Europe Industrial Heart Moves East

Europe Industrial Heart Moves EastEurope Industrial Heart Moves East

Once depicted as a “Blue Banana” stretching from Manchester to Milan, Europe’s industrial heartland has moved eastwards just as its political center of gravity has shifted to Germany.

The term was coined in 1989 – the year the Berlin Wall fell – to describe French geographer Roger Brunet’s work identifying a manufacturing megacity, visible from space at night as a band of light curving from England to Italy via the Netherlands, Belgium, West Germany and Switzerland, Reuters reported.

Brunet was worried that France, a highly Centralized economy dominated by Paris, was falling off the map.

He developed the concept to urge the government to invest in infrastructure to connect the Paris-Lyon-Marseille axis to the highly urbanized European backbone of around 110 million people.

A quarter of a century later, the continent’s industrial geography has morphed. A more fitting image might be a golden soccer ball centered on southern Germany and reaching into Poland, Hungary, the Czech Republic, Slovakia, Austria and Romania.

“We have seen a huge relocation and concentration into a central European manufacturing core,” says Michael Landesmann, scientific director of the Vienna Institute for International Economic Studies.

Former-communist countries that joined the European Union in 2004 and 2007 have become the extended production line of German industry, no longer just supplying raw materials and components but assembling cars and some industrial machinery.

  Europe Suffering

Manufacturing employment has declined everywhere in Europe as a share of the workforce but most sharply in Britain, France and Belgium, with the post-2008 economic crisis accelerating a trend driven by the globalization of supply chains.

The shift in the balance of trade inside the now 28-member EU in the decade since its eastward enlargement began offers a striking illustration.

The golden football region – Germany, the Netherlands, the Czech Republic, Slovakia and Romania – increased its share of intra-EU trade by a total of 5.3 percentage points between 2004 and 2013, the latest year for which final data is published. The biggest gains accrued to Germany with 2.2 percentage points.

Over the same period, the Atlantic Arc region englobing Britain, France, Ireland, Spain and Portugal lost a cumulative 4.4 percentage points in intra-EU market share, led downwards by Spain and the UK. Italy also lost 1.7 percentage points.

How much this all matters is open to debate.
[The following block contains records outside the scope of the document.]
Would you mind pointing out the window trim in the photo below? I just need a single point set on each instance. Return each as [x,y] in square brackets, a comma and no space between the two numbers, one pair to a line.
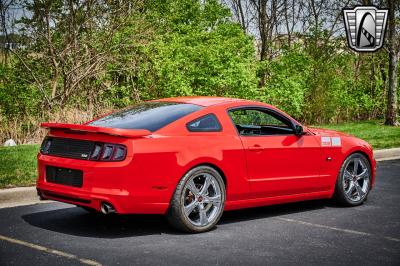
[263,109]
[204,130]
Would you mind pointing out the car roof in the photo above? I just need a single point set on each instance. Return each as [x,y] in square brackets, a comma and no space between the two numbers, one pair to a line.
[204,100]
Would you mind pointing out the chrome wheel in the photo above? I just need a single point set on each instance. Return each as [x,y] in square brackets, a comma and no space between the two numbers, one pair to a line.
[356,179]
[201,199]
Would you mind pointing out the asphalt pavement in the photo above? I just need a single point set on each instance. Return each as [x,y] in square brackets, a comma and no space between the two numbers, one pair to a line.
[306,233]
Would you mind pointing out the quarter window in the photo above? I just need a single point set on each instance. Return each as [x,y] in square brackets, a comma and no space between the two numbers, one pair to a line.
[260,122]
[207,123]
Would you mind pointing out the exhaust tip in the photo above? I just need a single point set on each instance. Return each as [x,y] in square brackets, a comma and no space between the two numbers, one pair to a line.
[107,208]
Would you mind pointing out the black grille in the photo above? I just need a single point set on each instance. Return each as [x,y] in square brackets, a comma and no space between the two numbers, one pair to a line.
[70,148]
[64,176]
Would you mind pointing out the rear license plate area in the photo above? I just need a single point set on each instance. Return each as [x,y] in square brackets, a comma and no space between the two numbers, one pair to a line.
[64,176]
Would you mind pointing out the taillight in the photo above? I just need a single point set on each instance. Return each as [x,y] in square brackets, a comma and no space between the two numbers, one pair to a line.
[44,148]
[108,152]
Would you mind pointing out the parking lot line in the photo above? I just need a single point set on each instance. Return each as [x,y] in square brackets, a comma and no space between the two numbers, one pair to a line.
[50,251]
[335,228]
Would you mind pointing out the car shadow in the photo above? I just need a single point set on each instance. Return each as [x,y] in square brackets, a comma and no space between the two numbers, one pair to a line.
[76,221]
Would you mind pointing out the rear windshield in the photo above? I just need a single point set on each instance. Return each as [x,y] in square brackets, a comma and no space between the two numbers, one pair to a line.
[149,115]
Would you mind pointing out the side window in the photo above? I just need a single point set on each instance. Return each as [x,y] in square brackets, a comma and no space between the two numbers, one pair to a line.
[260,122]
[207,123]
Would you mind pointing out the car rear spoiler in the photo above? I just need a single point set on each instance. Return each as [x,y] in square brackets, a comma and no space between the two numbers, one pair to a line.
[128,133]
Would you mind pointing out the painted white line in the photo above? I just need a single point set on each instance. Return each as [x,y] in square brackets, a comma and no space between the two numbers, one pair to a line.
[392,238]
[335,228]
[50,251]
[325,226]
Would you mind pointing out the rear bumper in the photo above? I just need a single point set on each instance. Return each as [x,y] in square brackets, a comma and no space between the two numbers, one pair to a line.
[110,182]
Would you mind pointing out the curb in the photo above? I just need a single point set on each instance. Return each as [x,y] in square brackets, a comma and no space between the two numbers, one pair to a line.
[20,196]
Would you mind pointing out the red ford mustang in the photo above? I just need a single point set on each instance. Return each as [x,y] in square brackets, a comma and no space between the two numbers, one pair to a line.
[193,157]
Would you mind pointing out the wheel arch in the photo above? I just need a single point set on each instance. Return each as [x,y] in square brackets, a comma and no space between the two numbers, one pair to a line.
[369,157]
[215,167]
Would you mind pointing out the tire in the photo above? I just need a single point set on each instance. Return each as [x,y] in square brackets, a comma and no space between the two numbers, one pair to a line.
[354,181]
[198,201]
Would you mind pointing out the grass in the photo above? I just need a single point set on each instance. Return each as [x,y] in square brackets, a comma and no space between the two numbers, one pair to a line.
[18,165]
[374,132]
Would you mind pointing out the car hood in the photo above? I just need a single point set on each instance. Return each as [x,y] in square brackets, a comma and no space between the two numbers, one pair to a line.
[328,132]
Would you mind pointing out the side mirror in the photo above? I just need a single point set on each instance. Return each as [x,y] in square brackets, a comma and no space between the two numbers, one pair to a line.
[298,130]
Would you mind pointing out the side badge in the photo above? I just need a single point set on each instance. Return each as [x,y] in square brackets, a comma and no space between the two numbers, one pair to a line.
[336,142]
[331,142]
[326,141]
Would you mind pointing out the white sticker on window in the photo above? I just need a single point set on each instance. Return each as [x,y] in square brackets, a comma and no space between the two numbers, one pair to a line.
[326,141]
[336,141]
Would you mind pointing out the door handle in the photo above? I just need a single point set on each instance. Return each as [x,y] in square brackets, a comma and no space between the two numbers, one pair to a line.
[256,148]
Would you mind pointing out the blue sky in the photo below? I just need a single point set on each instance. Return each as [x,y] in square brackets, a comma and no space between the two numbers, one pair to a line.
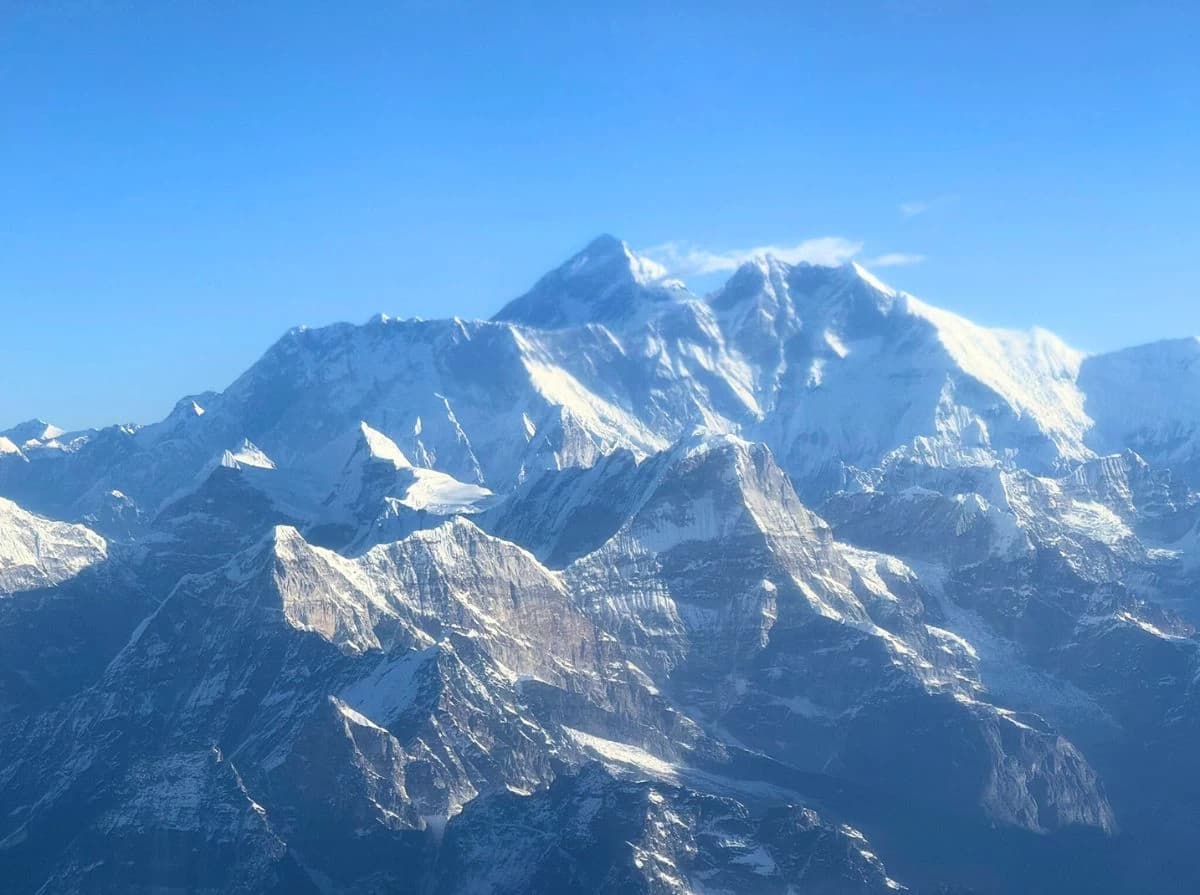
[183,181]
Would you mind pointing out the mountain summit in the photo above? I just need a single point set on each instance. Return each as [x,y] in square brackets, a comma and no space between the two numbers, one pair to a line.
[607,282]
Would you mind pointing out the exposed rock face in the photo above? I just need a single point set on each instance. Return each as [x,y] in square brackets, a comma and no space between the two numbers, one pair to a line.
[805,587]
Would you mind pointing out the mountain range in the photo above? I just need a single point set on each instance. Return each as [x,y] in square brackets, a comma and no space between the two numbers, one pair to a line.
[804,586]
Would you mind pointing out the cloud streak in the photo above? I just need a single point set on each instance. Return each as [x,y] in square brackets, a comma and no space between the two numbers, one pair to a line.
[684,259]
[894,259]
[919,206]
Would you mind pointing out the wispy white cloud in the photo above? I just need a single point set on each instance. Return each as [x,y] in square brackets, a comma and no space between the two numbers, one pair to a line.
[894,259]
[919,206]
[684,259]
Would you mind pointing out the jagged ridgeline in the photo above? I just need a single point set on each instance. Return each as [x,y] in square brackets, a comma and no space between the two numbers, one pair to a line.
[802,587]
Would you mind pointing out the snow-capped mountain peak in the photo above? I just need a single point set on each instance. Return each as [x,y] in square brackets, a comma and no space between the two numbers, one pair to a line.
[606,282]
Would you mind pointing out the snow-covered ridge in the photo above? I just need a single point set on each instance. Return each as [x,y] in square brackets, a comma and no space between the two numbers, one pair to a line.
[36,552]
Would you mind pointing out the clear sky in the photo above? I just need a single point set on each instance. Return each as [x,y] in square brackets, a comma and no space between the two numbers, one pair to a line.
[183,180]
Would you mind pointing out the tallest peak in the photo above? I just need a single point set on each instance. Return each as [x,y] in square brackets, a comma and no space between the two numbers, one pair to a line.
[605,282]
[615,258]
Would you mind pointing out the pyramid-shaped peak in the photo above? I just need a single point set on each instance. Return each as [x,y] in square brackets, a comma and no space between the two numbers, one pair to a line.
[606,282]
[379,446]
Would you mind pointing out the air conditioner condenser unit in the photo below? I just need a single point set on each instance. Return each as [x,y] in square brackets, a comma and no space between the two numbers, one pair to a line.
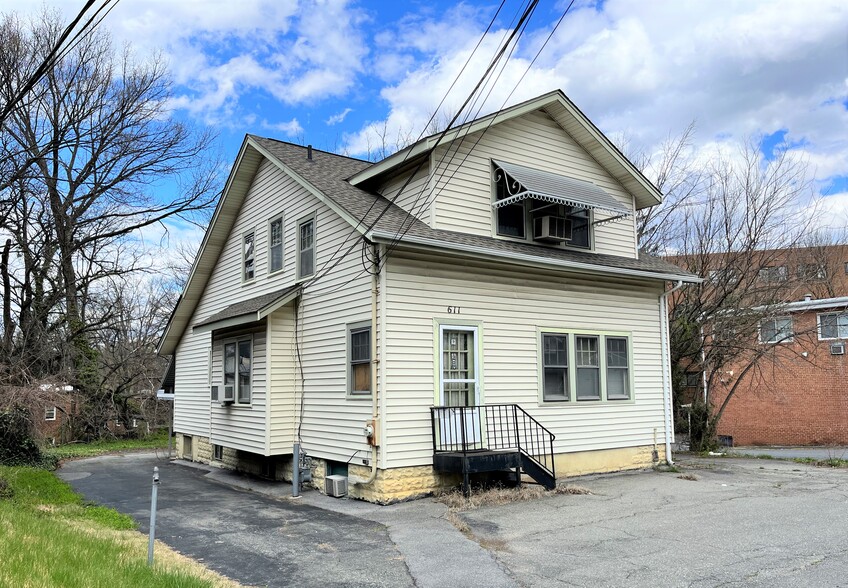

To some extent, industrial jobs have been replaced by the growth of business services, especially in Britain, which has just overtaken France as the EU’s second biggest economic power.

Manufacturing jobs in advanced economies have become increasingly highly skilled, while those parts of production for which high skill levels are not needed have been shifted to regions with lower labor costs.

Yet Germany has built out its economic dominance of Europe by maintaining the largest manufacturing base.